At the end of June it was announced that the UK Government may halve the recommended level of added sugar we should eat each day. At about the same time the World Health Organization recommended that we should limit sugar intake to just 5% of our daily calorie intake.
These new recommendations were not introduced out of the blue: they came about as the result of an influential and comprehensive draft report by the Scientific Advisory Committee on Nutrition (SACN). The report focuses on carbohydrates and health (sugar is a carbohydrate), and presents clear evidence that increasing consumption of sugar leads to tooth decay, being overweight and obesity. Being overweight or obese increases the risk of diseases such as cardiovascular disease, Type 2 diabetes, and colorectal cancer.
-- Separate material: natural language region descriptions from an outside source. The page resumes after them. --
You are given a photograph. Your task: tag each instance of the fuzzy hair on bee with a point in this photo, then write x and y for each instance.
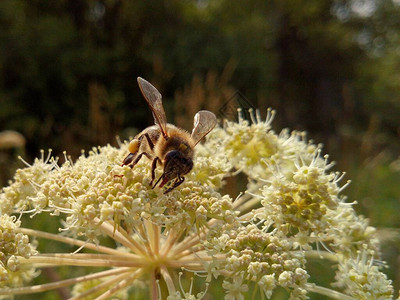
(165, 144)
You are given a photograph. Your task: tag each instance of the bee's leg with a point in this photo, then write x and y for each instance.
(151, 144)
(153, 169)
(177, 182)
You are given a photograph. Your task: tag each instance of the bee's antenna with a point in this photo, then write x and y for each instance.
(161, 177)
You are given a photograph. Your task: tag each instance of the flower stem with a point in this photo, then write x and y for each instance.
(62, 283)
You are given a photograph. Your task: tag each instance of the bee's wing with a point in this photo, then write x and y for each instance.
(154, 100)
(204, 122)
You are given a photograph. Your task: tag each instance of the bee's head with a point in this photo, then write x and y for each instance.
(175, 164)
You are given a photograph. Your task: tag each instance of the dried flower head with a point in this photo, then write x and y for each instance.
(155, 242)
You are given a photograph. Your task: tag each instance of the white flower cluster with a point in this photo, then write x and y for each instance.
(261, 240)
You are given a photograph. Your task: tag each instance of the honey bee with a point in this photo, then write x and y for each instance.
(166, 144)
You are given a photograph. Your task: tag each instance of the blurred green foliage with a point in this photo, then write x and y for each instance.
(68, 73)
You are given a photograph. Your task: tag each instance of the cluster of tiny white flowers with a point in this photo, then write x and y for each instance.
(363, 280)
(263, 238)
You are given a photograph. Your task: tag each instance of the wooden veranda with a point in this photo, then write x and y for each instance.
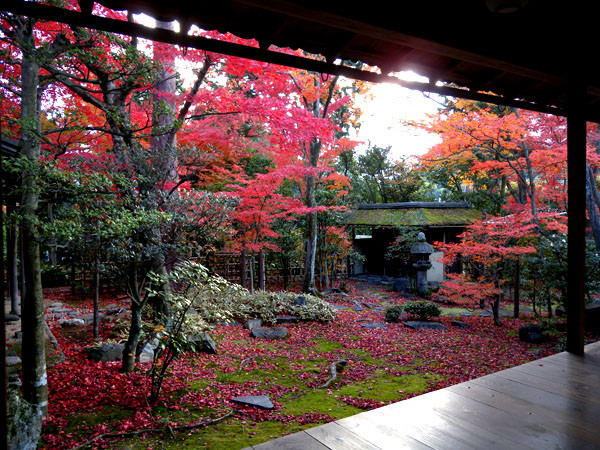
(551, 403)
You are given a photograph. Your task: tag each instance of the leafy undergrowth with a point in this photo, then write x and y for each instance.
(384, 366)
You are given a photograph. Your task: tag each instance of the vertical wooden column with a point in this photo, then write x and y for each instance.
(576, 200)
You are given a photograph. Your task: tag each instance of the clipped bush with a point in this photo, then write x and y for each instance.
(422, 310)
(393, 313)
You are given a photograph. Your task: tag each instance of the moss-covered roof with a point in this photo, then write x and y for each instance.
(437, 216)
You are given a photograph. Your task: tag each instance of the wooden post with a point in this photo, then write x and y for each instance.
(576, 209)
(3, 387)
(517, 290)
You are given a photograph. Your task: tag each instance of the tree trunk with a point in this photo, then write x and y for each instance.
(244, 268)
(135, 327)
(496, 303)
(52, 245)
(312, 231)
(164, 153)
(35, 388)
(262, 281)
(96, 324)
(252, 273)
(12, 269)
(591, 205)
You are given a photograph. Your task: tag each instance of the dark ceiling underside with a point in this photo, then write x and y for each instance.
(529, 59)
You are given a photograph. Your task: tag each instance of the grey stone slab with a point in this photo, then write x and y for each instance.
(419, 325)
(260, 401)
(269, 333)
(373, 326)
(253, 323)
(12, 361)
(284, 318)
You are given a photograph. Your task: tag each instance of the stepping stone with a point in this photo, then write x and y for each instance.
(339, 307)
(284, 318)
(203, 343)
(419, 325)
(358, 307)
(531, 334)
(300, 301)
(373, 326)
(269, 333)
(146, 354)
(106, 352)
(366, 319)
(260, 401)
(253, 323)
(72, 323)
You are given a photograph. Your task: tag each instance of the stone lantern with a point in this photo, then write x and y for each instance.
(421, 252)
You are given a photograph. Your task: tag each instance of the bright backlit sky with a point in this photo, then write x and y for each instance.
(385, 114)
(386, 109)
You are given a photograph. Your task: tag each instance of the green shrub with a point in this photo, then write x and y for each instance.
(422, 310)
(393, 313)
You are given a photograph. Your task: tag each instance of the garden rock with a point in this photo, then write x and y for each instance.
(205, 344)
(260, 401)
(253, 323)
(12, 360)
(24, 422)
(72, 323)
(146, 353)
(11, 318)
(339, 307)
(591, 316)
(300, 301)
(106, 352)
(269, 333)
(532, 334)
(373, 326)
(13, 381)
(420, 325)
(89, 318)
(287, 319)
(401, 285)
(357, 307)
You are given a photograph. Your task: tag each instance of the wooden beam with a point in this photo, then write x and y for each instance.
(576, 154)
(61, 15)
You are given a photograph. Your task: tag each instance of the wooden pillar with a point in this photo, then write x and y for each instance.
(576, 204)
(3, 387)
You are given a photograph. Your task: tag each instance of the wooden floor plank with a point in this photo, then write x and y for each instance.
(566, 389)
(297, 441)
(335, 437)
(528, 411)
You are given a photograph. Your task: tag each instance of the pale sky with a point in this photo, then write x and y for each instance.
(385, 113)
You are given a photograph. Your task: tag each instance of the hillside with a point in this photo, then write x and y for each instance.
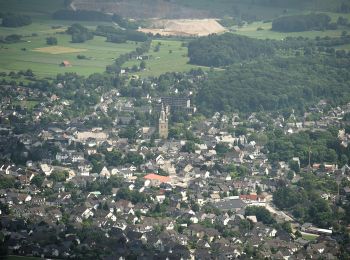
(249, 10)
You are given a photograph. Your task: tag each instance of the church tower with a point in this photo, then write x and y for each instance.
(163, 123)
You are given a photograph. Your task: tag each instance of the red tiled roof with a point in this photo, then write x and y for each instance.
(156, 177)
(251, 197)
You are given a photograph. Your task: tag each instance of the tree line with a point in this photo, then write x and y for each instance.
(276, 84)
(225, 49)
(88, 15)
(300, 23)
(15, 20)
(120, 36)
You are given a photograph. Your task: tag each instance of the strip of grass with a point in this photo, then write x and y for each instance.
(98, 53)
(309, 237)
(171, 57)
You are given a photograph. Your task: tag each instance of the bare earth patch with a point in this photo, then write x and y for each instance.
(58, 50)
(184, 27)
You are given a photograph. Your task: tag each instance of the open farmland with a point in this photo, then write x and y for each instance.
(44, 61)
(262, 30)
(58, 50)
(184, 27)
(172, 56)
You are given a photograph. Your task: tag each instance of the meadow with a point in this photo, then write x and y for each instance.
(262, 30)
(172, 56)
(31, 54)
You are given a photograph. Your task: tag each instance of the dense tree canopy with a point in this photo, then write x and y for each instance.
(225, 49)
(299, 23)
(276, 84)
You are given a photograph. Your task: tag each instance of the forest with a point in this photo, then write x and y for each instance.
(225, 49)
(300, 23)
(268, 85)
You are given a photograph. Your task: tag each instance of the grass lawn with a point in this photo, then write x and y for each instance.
(170, 57)
(308, 236)
(31, 7)
(45, 62)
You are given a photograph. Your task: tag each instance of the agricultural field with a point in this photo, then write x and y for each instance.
(45, 61)
(262, 30)
(172, 56)
(32, 7)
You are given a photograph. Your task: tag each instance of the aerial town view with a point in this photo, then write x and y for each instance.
(174, 129)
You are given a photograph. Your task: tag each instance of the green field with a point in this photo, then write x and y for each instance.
(170, 57)
(308, 236)
(32, 7)
(259, 9)
(251, 30)
(99, 54)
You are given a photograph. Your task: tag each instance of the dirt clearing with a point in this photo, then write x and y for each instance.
(184, 27)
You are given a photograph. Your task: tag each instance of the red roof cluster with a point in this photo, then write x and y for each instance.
(156, 177)
(251, 197)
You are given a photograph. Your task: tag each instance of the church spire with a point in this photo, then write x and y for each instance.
(163, 123)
The report and subsequent Government and WHO actions are the latest in a long line of findings and recommendations that throw the spotlight on sugar as an insidious and damaging component of the western diet.
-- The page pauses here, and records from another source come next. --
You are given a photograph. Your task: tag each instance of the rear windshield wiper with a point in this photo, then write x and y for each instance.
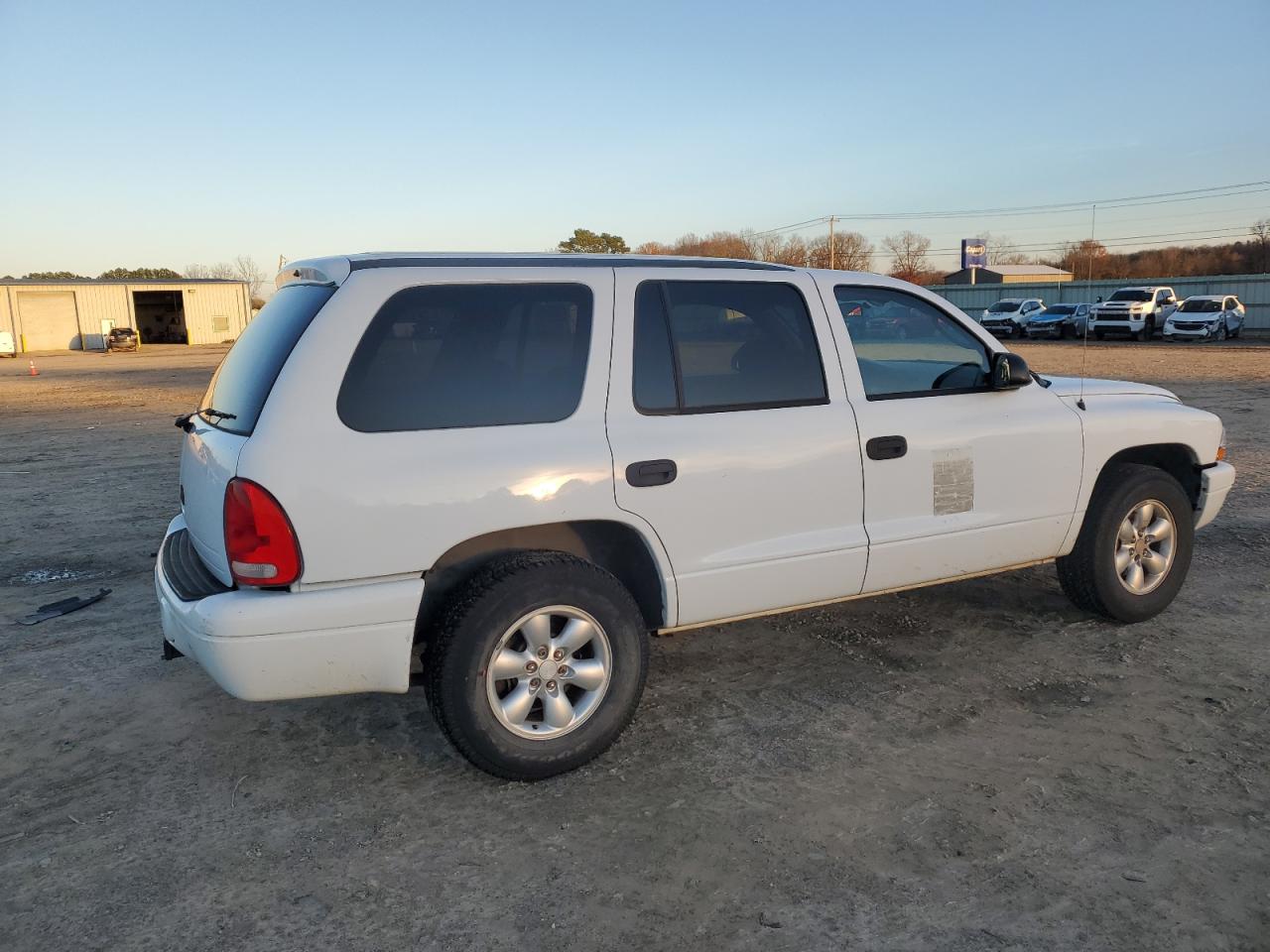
(185, 419)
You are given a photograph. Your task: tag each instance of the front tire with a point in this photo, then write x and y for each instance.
(538, 665)
(1134, 547)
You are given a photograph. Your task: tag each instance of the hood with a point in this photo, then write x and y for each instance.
(1071, 386)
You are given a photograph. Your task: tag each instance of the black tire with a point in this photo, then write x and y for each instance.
(471, 625)
(1087, 574)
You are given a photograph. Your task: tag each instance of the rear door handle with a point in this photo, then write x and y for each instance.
(652, 472)
(887, 447)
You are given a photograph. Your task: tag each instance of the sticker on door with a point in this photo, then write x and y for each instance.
(952, 471)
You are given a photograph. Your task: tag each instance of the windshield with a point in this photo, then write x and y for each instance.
(1201, 306)
(243, 381)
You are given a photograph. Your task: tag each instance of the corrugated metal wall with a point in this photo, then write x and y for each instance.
(1252, 290)
(204, 301)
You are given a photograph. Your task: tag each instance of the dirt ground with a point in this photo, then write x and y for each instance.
(970, 767)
In January of this year academics warned that sugar had become “as dangerous as alcohol and tobacco” in relation to impact on human health, and in March Dame Sally Davies, the Chief Medical Officer stated that in order to curb obesity in this country we may need to consider a tax on sugar. Last month sugar consumption was directly linked to a rise in dental disease in children.
One result of the SACN draft report is a document from Public Health England (PHE) entitled “Sugar reduction: Responding to the challenge”. The document is the result of a request from the Department of Health asking PHE to respond to the SACN report and provide evidence and advice that the Government can use to develop a strategy for reducing sugar consumption.
We can expect some early action from this, with the planned launch of a digital marketing package to help families and individuals reduce the amount of sugar they consume. This will be followed in January 2015 by a focused Change4life campaign to change the sugar consuming behaviour of the nation.
According to some figures, the average Briton consumes an astounding 238 teaspoons of sugar a week – that’s more than one kilo. But if you asked the majority of the population how much sugar they ate the amount would be much lower: this is because so much of our western, processed diet contains hidden levels of the stuff.
And it’s not just in the obvious culprits, such as fizzy drinks and confectionery. Sugar is lurking in any number of seemingly innocuous everyday foodstuffs, such as canned tomatoes, salad dressings, peanut butter, breakfast cereals, bread, pasta – the list goes on. Recent recommendations even place alerts on smoothies and juices which, previously, had been accepted as legitimate contributors to a healthy ‘five a day’. This is due to the release of natural sugars during the juicing process which damage teeth and, because they are so highly concentrated, contribute to our high-calorie intakes.
Other plans outlined by PHE include reworking the five a day message to take into account new thinking on smoothies and juices; working with all partners to revise nutrition messaging on food packaging so that it reflects the SACN’s advice on carbohydrates and health; supporting the Department of Health in its work with the food and drink industry, and; more discussion around issues such as the advertising of food to children, the role of the food industry, food procurement across the public sector, education and training, and taxes on sugar-sweetened drinks.